Why I Pay For Showtime
Since the success of HBO’s Six Feet Under, many series on subscription based networks (HBO, Showtime, etc) have continued to up the ante on the theatrical and conceptual possibilities of episodic basic television. Though I do not envy the production team’s task on these projects- attempting movie-level quality at the pace of television- I have very much enjoyed the results. There is little doubt that the ad-based major networks have been scrambling to produce their own brand of edginess, but from what I’ve seen it simply can’t compare, thanks to boardroom and FCC restrictions, to say nothing of the restrictive lash of the advertiser’s purse strings. House is a good example of this kind of show, a mind-numbingly formulaic foray into the hospital drama milieu that is only saved, partially, by Hugh Laurie‘s gravitas. (It does help that his character pops vicodin, LSD, and just about everything else he can get his hands on, and then operates on patients. To that point, Hunter would be proud.)
So, to follow up the recent article on Dexter, (New American Hero, by Jason Stackhouse), here are some other series you really should check out.
Weeds: Maybe it’s just because I made the horrific mistake of living in Orange County California for over a year, but this series had me hooked from the get-go. There’s enough pointed cultural satire to go around, especially when it comes to displaying the hypocrisy of suburban faux-Christian culture, but at it’s heart this show seems to be the R-rated answer to the situation comedy. You get no laugh track – except on the bonus Good Morning Agrestics – but this is a satirical comedy that gets most of its humor out of the zany antics that ensue when a woman’s husband dies and she goes into the drug trade. So much for the cliches of the sit com era. Thank fucking God. (Also, a dark secret of mine: I’ve found Mary-Louise Parker totally enchanting since I first saw her on the West Wing several years ago. There. I’ve said it.)
Rome: though this show was mysteriously cut by HBO towards the end of it’s second season, I still include it in the lineup. Why? Because they did an incredible job presenting the psychological reality of Rome in a way I had never really seen before, at least in mass media.
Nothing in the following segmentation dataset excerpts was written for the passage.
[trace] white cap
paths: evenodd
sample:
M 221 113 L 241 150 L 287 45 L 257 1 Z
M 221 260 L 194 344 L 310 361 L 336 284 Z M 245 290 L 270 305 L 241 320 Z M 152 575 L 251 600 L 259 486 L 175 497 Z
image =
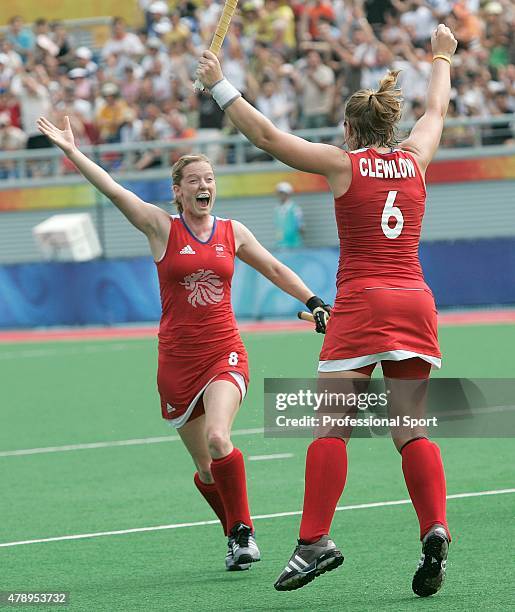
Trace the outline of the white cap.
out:
M 50 53 L 54 57 L 59 53 L 59 47 L 46 34 L 40 34 L 36 37 L 38 47 Z
M 163 0 L 156 0 L 156 2 L 152 2 L 152 4 L 148 7 L 148 12 L 152 14 L 158 15 L 166 15 L 168 13 L 168 4 L 163 2 Z
M 117 96 L 120 90 L 115 83 L 104 83 L 100 89 L 100 93 L 103 96 Z
M 87 47 L 79 47 L 75 50 L 75 57 L 90 60 L 93 57 L 93 52 Z
M 84 68 L 73 68 L 68 73 L 69 79 L 85 79 L 88 76 L 88 71 Z
M 487 15 L 500 15 L 502 13 L 502 4 L 500 2 L 489 2 L 485 6 Z
M 277 185 L 275 186 L 275 190 L 278 193 L 293 193 L 293 187 L 290 185 L 290 183 L 287 183 L 286 181 L 283 181 L 281 183 L 277 183 Z

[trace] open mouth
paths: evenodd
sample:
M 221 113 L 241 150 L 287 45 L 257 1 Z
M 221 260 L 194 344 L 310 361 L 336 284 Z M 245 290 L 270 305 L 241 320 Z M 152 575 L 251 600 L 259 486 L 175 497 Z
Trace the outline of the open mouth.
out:
M 211 195 L 207 192 L 199 193 L 196 199 L 197 199 L 197 204 L 201 208 L 207 208 L 211 202 Z

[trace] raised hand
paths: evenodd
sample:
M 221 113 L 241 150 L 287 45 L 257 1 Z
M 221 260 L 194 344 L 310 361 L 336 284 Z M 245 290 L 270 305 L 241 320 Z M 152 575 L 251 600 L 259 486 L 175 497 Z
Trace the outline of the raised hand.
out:
M 220 62 L 212 51 L 204 51 L 199 59 L 197 78 L 207 89 L 211 89 L 215 83 L 224 78 Z
M 451 30 L 441 23 L 431 36 L 433 55 L 446 55 L 449 59 L 454 55 L 458 41 Z
M 38 130 L 44 134 L 50 142 L 55 144 L 56 147 L 62 149 L 66 155 L 71 155 L 77 150 L 75 146 L 75 139 L 73 137 L 72 126 L 70 125 L 70 118 L 66 116 L 64 118 L 64 130 L 60 130 L 53 123 L 51 123 L 45 117 L 40 117 L 36 125 Z

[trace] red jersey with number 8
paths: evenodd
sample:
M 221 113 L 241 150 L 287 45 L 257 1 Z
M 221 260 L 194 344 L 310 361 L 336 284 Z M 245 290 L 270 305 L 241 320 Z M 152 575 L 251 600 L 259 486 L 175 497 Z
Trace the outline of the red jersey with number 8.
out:
M 231 305 L 236 247 L 232 222 L 215 217 L 209 239 L 171 217 L 157 262 L 162 316 L 158 390 L 163 418 L 180 427 L 217 375 L 233 372 L 248 385 L 248 361 Z
M 352 181 L 335 198 L 338 291 L 319 371 L 412 357 L 440 367 L 436 307 L 418 257 L 424 177 L 407 151 L 348 155 Z

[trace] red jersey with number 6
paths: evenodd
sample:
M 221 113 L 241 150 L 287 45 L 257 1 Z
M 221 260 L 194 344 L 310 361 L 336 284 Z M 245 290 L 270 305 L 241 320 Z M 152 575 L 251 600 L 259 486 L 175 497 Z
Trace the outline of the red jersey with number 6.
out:
M 181 215 L 170 223 L 168 245 L 157 262 L 162 305 L 157 382 L 163 418 L 179 427 L 213 378 L 234 372 L 247 385 L 249 373 L 231 305 L 232 222 L 215 217 L 205 242 Z
M 337 285 L 356 278 L 423 280 L 418 244 L 426 188 L 410 153 L 349 154 L 352 183 L 335 199 L 340 238 Z
M 418 257 L 424 177 L 407 151 L 348 156 L 352 181 L 335 198 L 338 291 L 319 371 L 413 357 L 440 367 L 436 307 Z

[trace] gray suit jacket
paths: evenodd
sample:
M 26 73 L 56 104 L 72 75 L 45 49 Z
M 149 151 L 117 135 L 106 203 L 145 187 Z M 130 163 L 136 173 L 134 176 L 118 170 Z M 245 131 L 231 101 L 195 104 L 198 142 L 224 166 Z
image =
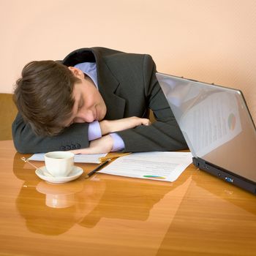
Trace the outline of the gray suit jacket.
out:
M 96 61 L 99 91 L 106 106 L 105 119 L 129 116 L 157 120 L 117 132 L 124 140 L 124 151 L 173 151 L 187 144 L 155 76 L 155 64 L 148 55 L 126 53 L 104 48 L 82 48 L 69 53 L 62 63 Z M 23 154 L 70 150 L 89 146 L 88 124 L 74 124 L 53 137 L 36 135 L 18 113 L 12 124 L 16 149 Z

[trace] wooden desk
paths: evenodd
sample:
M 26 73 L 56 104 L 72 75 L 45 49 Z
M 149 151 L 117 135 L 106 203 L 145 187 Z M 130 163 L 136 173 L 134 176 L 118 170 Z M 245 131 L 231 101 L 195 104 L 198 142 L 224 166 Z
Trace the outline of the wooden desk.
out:
M 98 173 L 50 184 L 20 156 L 0 142 L 1 255 L 256 254 L 255 196 L 192 165 L 172 184 Z

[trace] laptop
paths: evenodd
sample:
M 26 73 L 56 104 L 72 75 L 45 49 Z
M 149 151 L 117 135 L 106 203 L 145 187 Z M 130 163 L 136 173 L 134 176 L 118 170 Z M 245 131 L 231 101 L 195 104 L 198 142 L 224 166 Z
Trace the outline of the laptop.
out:
M 156 74 L 193 164 L 256 194 L 256 129 L 241 91 Z

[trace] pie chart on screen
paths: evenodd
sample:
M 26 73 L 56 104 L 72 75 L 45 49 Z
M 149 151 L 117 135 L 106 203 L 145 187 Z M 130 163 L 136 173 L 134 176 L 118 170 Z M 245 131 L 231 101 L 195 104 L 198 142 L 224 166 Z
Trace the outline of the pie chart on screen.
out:
M 229 129 L 233 131 L 234 130 L 235 127 L 236 127 L 236 116 L 235 115 L 231 113 L 230 114 L 230 116 L 228 116 L 228 127 Z

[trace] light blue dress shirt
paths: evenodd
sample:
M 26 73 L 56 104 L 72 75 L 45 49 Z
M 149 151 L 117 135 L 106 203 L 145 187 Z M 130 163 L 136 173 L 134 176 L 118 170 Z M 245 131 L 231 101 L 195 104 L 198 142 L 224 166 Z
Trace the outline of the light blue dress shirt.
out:
M 97 76 L 97 67 L 95 62 L 83 62 L 79 63 L 75 66 L 78 69 L 83 71 L 94 82 L 97 89 L 98 80 Z M 111 151 L 119 151 L 124 148 L 124 143 L 122 138 L 116 133 L 110 133 L 110 135 L 112 137 L 113 140 L 113 146 Z M 102 131 L 99 127 L 98 121 L 94 121 L 89 123 L 88 128 L 88 138 L 89 140 L 94 140 L 102 137 Z

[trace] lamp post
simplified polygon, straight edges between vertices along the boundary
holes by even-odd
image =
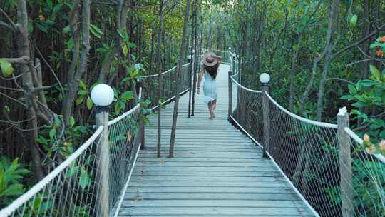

You may get a taste of the same aesthetic, the grand display, in Gladiator, but that script was too married to the Hollywood formula to really let us glimpse into the minds of a civilization that believed it was their right to dominate the World. (Wait, that sounds eerily familiar, doesn’t it?)
Historians will undoubtedly gripe about the accuracy of the fresco’s or the type of parrot they used in the third scene, but this is a show where you really believe that the characters exist and live in this reality. It is a reality where people owned and for the most part dominated their slaves, where they found it perfectly acceptable to kill their wives and children if that wife had committed adultery, even though sex below one’s station was not generally considered adultery, where, at the end of the day, reality was what you could get away with.
The problem of producing a show like this, of course, is in developing pathos. It may be hard for many of us to associate with this mentality, (being a pirate of teh Internets, I do it just fine.) Thus enters the unlikely but oddly symbiotic friendship of two legionnaires as they Forest Gump through Roman history. I’ll leave the rest for you to explore.
Californication: Several months ago, a friend of mine told me that there was a show with David Duchovny coming on Showtime about the post- “fall from grace” of a bitter, wise-cracking author of the fictional God Hates Us All (made into a film, much to his disgust, with mega-actors “Tom” and “Kate” as A Crazy Little Thing Called Love). He now bides his time drinking, chain smoking, getting paid to write for a blog, and fucking nearly anyone who finds his shortcomings endearing. This was obviously a hard sell for me, since the two of us have so few personality traits in common, but eventually I relented. It’s nice seeing David acting in something episodic without the manacles on. If you still have your doubts, consider this: the protagonist has already done several lines of blow off of a hookers ass, and they’re only 9 episodes into the series. How can you argue with that?
Flight of the Conchords: if you’ve ever been in a band and tried to make it to the top from the very, very bottom, watch this show. That is all I can say.
Carnivale. This show was also killed off before it’s time by HBO, though it remains an excellent work of modern mythology. Unfortunately I have to admit that I’m only two episodes in, so I don’t want to comment much- but it deserves to be in the lineup.
Finally, a note about the title. Yes, you can download the torrents for these shows right here. But goddamnit that’s not fast enough. I need my fix.